RSA 2023: Top Trends - Beyond AI, Tools, and Products
Having concluded HackerOne’s exhilarating and successful stint at RSA, one of the biggest conferences in the cybersecurity calendar, I’ve taken some time to reflect on what I think were the most significant takeaways for our industry.
It’s no surprise that AI was a huge topic, with questions about it dominating panels and talks, as well as conversations at networking events and happy hours. Ransomware, a threat that has dominated the headlines for the past few years, was surprisingly absent from this year’s show, with an increasing focus on building secure code and preventing network intrusion.
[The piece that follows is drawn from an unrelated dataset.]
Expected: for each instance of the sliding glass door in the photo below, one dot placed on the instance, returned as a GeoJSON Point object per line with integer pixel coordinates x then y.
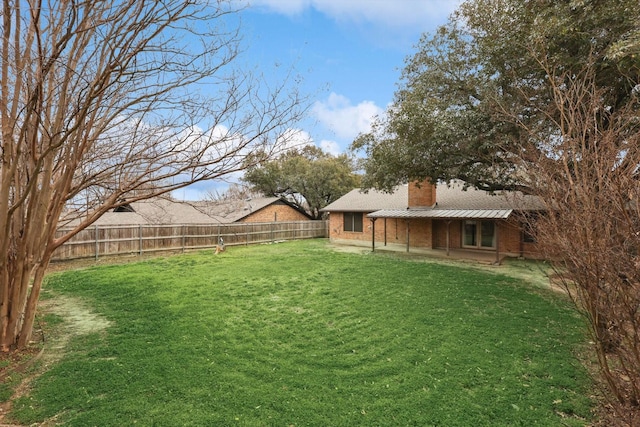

These were three key trends that stood out to me from RSA this year:
AI Requires More Confidence and Clarity
AI was less of a marketing play on the show floor than I expected, perhaps because cybersecurity has already been touting AI as a capability for years, equating it with machine learning and big data. The big questions about AI were less about promoting it as a feature or solution and instead focused on what the impact will be of cybercriminals harnessing its power, and how bad actors will exploit weaknesses in its features. Organizations are looking for insights into the risks and how they can prepare to safeguard against them. I’m excited about the work ethical hackers are already doing to push AI’s boundaries to understand what its capabilities and limits are. These insights will be invaluable as we build systems on the basis that AI is the future of technology.
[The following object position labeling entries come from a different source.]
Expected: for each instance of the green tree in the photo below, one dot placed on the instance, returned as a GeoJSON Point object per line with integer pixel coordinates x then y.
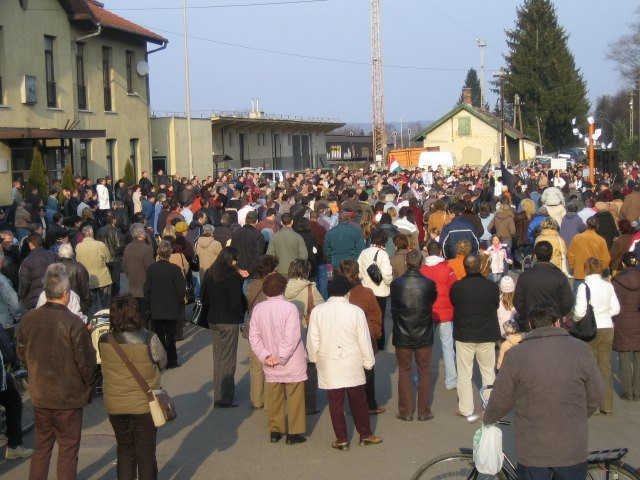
{"type": "Point", "coordinates": [129, 175]}
{"type": "Point", "coordinates": [543, 72]}
{"type": "Point", "coordinates": [473, 82]}
{"type": "Point", "coordinates": [38, 176]}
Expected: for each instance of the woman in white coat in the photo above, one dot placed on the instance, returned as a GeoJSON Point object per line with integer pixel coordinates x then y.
{"type": "Point", "coordinates": [377, 254]}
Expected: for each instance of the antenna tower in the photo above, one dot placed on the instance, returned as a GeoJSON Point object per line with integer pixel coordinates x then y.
{"type": "Point", "coordinates": [377, 120]}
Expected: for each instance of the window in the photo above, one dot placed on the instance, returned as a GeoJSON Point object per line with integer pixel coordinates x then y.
{"type": "Point", "coordinates": [111, 155]}
{"type": "Point", "coordinates": [85, 156]}
{"type": "Point", "coordinates": [82, 88]}
{"type": "Point", "coordinates": [106, 78]}
{"type": "Point", "coordinates": [49, 71]}
{"type": "Point", "coordinates": [131, 59]}
{"type": "Point", "coordinates": [464, 126]}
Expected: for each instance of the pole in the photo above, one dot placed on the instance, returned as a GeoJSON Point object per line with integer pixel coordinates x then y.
{"type": "Point", "coordinates": [592, 154]}
{"type": "Point", "coordinates": [187, 85]}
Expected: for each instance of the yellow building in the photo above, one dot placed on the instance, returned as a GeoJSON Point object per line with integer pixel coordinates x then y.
{"type": "Point", "coordinates": [74, 83]}
{"type": "Point", "coordinates": [472, 135]}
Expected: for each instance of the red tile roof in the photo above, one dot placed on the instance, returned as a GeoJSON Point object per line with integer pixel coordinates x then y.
{"type": "Point", "coordinates": [113, 21]}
A Focus On Tactics Rather Than Tools
The marketing language at RSA has moved on from talking about the types of attacks a tool can prevent, shifting to the tactics required to combat the efforts of the humans behind the attacks. “Secure by design”, “DevSecOps”, and “secure code” all featured heavily at this year’s conference, with a focus on building security at an earlier stage. There was also a strong turnout for authentication and Zero Trust solutions. We’re moving away from a world where endpoint security and technological tools are touted as the ultimate solution to a more realistic one, requiring secure design and development, and continuous monitoring, testing, and authentication to minimize risk.
We have begun to recognize that attackers are humans; in the words of Eric Goldstein, the Executive Assistant Director for CISA, “Attackers have bosses and budgets too.” Cyber experts have begun to take the view that the goal needs to be to make it as difficult and as expensive as possible for attackers to conduct their campaigns to put them off trying. The best way to keep up with cybercriminal tactics continues to be leveraging greater and more diverse human intelligence to test defenses, tactics, and tools.
Platforms Are Winning Over Products
The RSA show floor was predictably overwhelming, with the sheer number of booths and companies offering a multitude of solutions that promise to solve your security worries and provide peace of mind. It’s not surprising that something I hear a lot from CISOs is that it’s very hard to make a decision on what products they really need to ensure they’re sufficiently resistant to attack. With so many conflicting products out there, organizations could easily end up with hundreds of vendors, all protecting some small part of their digital infrastructure, with many having almost identical functionality. Consolidation was something I heard a lot from the security leaders I spoke to. Products and tools are becoming features of platform solutions as cybersecurity vendors look to add more value for their customers. This was our thinking behind the Attack Resistance Platform, so our customers can leverage our legion of ethical hackers for all their security testing throughout the software development lifecycle and beyond.